Adventures of a teenage author...

This is Marta, author of the Darkwoods series and of Marta's Blog. I created this blog specifically for blogging about my 2015 study abroad adventures in Europe, but it's becoming the blog for all my travels. I hope you enjoy all the pictures and stories!

Tuesday, July 25, 2017

Assos - Acropolis

 The end of our three-day walk to Assos was the amazing acropolis. I'm going to include two posts, one for the ruins and one for some of the views, which are my favorite so far.

The primary attraction at the acropolis is the Temple of Athena, which I remember the guide saying is the oldest Greek building in Turkey.

Pictures below:




Here's the temple:














Monday, July 24, 2017

Troas to Assos - Scenery

I just had to. The part of western Turkey that we were in reminds me of Montana (long stretches of mountainous country with virtually no one there), and some of the scenery is just gorgeous.

Day 1:




I remember I took this picture as the wind was blowing through the wheat. It makes a rattling sound.





This was the river near the bridge

Day 2

It was a lot cloudier on Day 2. Also a lot steeper:

These were right by the Smintheion!


Here was an area where we were looking for road segments

Not the problem stream - that came later. This was a different stream.


Thankfully, we did not have to try to climb down and come across to that hill, but we were considering it


Here's a side view of the killer hill we hiked down. The problem stream was at the bottom.

Looking back up at it. 

The stream is toward the right, hidden in those green trees. The short version is that the group members went across it different ways. I tried to follow one of the professors, but I was far enough behind her that I lost her, and she was across the stream before I realized it. So my roommate and I kept going parallel to the stream, looking for a good place to cross. We eventually did make it across, but it was kinda dicey for a while.

This path goes about parallel to the stream, I think.

I think this is the hill we then had to climb up.

Looking back the way we came

Here's the view from the top, or near the top, of that last hill we climbed up. 

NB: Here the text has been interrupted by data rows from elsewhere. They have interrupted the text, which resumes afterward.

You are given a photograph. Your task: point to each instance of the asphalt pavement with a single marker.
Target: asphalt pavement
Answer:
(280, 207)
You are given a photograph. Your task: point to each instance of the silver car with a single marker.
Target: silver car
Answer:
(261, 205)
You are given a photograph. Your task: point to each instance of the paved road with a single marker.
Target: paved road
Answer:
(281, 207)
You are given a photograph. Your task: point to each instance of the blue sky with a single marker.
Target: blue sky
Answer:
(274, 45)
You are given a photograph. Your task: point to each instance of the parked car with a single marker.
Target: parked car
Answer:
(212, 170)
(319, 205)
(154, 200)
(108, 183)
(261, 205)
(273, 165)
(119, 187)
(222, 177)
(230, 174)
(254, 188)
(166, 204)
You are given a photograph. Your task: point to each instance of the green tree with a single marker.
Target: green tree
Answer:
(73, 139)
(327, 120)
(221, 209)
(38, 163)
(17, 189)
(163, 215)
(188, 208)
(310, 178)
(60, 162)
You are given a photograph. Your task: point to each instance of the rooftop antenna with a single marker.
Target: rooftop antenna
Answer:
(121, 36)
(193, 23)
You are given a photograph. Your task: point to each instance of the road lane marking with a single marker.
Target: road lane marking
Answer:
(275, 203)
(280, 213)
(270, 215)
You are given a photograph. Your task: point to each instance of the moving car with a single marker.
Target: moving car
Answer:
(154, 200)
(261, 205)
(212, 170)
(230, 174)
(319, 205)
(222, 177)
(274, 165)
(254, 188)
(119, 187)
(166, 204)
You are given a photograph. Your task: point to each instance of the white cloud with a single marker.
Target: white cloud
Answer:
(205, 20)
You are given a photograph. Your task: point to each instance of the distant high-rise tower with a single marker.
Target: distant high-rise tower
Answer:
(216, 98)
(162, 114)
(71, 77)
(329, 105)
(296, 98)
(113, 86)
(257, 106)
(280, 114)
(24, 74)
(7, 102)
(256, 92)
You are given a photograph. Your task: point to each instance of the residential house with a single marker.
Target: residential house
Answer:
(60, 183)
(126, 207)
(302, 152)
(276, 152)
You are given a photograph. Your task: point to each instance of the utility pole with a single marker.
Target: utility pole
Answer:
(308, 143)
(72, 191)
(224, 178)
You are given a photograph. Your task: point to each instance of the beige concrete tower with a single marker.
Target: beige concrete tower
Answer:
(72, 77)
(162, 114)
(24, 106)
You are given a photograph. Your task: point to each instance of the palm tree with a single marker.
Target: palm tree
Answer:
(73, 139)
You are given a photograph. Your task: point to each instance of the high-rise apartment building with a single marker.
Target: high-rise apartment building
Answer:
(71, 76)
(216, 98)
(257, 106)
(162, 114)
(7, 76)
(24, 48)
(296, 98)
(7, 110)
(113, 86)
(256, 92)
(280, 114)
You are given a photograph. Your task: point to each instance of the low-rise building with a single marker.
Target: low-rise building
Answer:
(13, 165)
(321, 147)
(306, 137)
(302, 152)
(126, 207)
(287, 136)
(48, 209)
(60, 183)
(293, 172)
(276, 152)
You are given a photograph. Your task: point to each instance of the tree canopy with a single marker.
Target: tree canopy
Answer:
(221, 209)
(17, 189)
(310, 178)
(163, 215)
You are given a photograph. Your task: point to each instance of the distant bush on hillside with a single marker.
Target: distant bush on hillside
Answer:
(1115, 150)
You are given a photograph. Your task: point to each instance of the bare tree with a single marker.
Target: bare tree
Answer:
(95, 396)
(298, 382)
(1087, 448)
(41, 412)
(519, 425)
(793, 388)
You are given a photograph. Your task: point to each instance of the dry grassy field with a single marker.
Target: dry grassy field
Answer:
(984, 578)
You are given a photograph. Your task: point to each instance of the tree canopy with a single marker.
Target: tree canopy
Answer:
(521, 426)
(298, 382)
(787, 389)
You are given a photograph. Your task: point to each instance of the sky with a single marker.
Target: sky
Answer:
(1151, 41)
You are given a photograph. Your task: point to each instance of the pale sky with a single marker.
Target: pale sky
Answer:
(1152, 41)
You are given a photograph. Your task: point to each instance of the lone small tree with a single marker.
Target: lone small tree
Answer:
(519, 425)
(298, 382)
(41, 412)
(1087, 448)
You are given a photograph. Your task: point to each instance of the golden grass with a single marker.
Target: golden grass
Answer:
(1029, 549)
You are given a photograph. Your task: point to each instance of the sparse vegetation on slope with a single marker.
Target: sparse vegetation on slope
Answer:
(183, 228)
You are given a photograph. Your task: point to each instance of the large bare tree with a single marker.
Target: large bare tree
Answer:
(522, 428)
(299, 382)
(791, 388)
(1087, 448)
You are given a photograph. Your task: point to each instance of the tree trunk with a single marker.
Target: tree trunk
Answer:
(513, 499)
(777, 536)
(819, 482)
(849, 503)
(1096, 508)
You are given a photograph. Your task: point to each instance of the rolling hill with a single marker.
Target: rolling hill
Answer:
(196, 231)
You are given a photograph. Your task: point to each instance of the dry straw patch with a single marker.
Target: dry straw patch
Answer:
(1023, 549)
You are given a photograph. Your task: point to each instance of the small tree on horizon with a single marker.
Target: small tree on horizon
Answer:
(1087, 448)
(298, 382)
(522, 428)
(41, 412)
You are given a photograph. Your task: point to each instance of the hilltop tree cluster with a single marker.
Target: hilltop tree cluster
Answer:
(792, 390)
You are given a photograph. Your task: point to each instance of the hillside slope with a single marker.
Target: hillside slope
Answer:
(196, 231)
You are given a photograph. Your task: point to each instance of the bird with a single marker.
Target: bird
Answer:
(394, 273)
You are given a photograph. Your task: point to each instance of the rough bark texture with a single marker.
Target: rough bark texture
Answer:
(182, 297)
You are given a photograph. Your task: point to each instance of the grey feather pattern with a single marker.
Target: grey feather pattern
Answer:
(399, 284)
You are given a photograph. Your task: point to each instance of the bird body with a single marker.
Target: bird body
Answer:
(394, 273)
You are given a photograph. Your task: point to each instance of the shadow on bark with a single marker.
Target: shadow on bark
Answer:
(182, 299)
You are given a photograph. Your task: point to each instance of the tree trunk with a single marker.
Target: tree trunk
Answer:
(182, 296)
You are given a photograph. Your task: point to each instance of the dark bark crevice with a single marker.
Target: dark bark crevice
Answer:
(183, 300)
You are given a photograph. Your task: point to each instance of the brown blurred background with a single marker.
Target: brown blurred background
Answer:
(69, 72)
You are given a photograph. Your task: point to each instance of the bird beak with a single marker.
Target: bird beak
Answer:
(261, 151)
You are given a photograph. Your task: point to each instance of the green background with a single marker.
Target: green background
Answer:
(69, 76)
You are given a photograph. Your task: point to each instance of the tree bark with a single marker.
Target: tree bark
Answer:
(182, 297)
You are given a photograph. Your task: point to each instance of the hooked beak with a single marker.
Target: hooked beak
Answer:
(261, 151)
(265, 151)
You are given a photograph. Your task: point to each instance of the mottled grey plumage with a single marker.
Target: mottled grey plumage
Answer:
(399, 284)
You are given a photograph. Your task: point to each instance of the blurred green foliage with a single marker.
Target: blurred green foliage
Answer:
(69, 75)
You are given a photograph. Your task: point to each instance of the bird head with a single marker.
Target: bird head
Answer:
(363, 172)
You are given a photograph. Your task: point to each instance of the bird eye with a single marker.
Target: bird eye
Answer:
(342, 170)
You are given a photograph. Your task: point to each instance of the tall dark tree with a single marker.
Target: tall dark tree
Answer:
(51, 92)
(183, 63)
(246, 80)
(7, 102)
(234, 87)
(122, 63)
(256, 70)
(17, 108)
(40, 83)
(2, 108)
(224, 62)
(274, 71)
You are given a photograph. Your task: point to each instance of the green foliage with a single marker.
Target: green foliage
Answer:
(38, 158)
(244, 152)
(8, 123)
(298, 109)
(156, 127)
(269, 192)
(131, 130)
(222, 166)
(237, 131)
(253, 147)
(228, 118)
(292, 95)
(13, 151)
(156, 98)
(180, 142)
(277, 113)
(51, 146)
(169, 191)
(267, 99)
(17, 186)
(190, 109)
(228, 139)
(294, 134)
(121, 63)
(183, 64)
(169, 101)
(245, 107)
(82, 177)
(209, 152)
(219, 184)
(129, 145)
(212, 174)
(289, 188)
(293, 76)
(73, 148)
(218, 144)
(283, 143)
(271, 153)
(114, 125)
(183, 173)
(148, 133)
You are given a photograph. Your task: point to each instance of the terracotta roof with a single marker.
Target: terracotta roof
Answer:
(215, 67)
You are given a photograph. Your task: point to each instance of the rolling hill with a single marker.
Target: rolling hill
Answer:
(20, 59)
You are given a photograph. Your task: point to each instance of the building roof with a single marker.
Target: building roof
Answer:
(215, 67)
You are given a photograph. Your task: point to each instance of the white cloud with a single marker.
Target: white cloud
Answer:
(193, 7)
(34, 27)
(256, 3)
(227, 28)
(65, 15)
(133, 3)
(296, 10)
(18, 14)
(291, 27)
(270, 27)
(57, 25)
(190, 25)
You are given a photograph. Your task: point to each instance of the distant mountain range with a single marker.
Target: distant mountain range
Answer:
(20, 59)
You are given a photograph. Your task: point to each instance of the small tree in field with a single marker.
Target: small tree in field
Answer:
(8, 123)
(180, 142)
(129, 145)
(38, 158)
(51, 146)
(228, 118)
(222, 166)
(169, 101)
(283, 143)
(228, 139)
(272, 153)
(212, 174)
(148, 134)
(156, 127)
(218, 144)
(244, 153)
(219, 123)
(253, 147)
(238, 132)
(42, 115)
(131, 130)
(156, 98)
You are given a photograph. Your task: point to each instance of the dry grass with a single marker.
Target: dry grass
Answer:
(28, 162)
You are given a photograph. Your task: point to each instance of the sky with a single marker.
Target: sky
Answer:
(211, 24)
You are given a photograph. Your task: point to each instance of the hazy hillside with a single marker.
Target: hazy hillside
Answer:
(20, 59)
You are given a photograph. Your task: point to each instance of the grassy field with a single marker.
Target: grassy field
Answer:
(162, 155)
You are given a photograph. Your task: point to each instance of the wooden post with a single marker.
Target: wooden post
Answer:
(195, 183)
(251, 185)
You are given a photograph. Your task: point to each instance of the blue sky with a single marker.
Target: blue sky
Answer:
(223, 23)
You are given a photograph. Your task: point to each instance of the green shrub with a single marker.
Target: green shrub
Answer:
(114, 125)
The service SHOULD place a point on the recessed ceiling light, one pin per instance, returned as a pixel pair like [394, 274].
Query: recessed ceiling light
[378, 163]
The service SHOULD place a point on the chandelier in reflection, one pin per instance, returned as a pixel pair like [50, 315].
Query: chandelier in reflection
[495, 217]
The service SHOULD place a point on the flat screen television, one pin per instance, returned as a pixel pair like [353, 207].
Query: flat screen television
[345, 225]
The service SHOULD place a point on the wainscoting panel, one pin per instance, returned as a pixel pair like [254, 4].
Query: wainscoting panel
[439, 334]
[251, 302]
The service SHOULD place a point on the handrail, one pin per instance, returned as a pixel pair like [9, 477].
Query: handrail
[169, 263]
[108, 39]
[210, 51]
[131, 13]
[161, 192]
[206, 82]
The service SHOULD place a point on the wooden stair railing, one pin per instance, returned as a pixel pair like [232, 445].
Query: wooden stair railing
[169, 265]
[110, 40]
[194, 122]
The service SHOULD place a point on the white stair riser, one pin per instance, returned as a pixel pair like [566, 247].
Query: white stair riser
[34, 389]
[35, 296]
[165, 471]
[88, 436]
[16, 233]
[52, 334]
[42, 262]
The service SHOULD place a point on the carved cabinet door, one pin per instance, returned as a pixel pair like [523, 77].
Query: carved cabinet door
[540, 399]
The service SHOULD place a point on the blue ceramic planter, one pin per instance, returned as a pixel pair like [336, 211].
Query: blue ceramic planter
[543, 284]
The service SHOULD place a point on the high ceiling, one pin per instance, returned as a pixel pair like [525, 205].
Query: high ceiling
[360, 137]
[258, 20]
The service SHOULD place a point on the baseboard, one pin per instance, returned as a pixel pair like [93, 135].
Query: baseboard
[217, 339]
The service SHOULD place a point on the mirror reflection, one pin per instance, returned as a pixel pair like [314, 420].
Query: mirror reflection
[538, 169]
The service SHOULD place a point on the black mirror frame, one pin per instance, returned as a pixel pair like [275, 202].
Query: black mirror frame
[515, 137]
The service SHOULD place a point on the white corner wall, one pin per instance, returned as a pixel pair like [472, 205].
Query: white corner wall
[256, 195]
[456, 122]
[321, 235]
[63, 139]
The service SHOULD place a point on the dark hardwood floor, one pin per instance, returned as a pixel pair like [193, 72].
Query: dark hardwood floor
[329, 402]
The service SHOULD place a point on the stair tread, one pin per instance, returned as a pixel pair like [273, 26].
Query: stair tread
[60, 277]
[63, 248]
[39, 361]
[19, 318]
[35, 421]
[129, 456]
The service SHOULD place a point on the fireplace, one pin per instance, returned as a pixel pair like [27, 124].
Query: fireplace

We did some more hiking after that, but I think all my pictures have road fragments in them, so I'm not sharing them. If you want to see pictures of road fragments, go to the Anatolian Roads website. 

I'm not doing a separate post for the scenery pictures from Assos, because all the pictures I took on the morning walk there have some sort of road fragment in them, and because the scenery from Assos deserves its own post. 

Sunday, July 16, 2017

Troas to Assos - Ruins

At three points along this way, we stopped at ruins. The first day, we started the hike at a collection of ruins at the top of the hill.

Here are a few pictures:
Here is what is left of a wall and I think another building

This was cool - it's the carving held up against the plant it was imitating. 


If memory serves correctly, those holes in the white stone are filled with hot metal and then a spike, and the spike is used to connect two pieces of stone together.

All those pieces of artwork are inside a locked caged, which has a guard there to protect it. On another piece of art, one I'm not showing here, there was a deep gouge in the stone right alongside the sculpture, from where someone tried to cut out the artwork to steal it. Hence, the age and the guard.

Anyway, one more picture of the ruins:



These ruins were from the beginning. 

The next "ruin" we visited was an ancient bridge near the Tuzla River. The bridge itself is gone, but the arches that supported the bridge are still there, in the middle of a wheat field. Good pictures of the bridge can be found here, but below are a few of my own pictures:

The arch stones up close
 
All the pretty flowers around the bridge!
For truly good pictures of that bridge, go to the link up above.

Anyway, those were all on the first day. The second day, we stopped at a temple to Apollo called the Smintheion (you may have to translate that page). The name Smintheion connects to "Lord of Mice", which is a reference to one of the names given to Apollo in the Iliad. For those who haven't read the Iliad or some other book about the Trojan War, on the way to Troy, King Agamemnon kidnapped the daughter of an Apollo priest, and in revenge Apollo sent a plague among the Greek soldiers until Agamemnon gave her back.

Some pictures:

Those square columns marked the way worshipers would enter the temple.



This isn't Greek at all - I'm fairly sure this is Arabic. So it was from much later than Paul's time!
By the way, I remember one of the authorities on the trip saying that because this temple was so far out of the way, there would have been an inn nearby for visitors to stay overnight.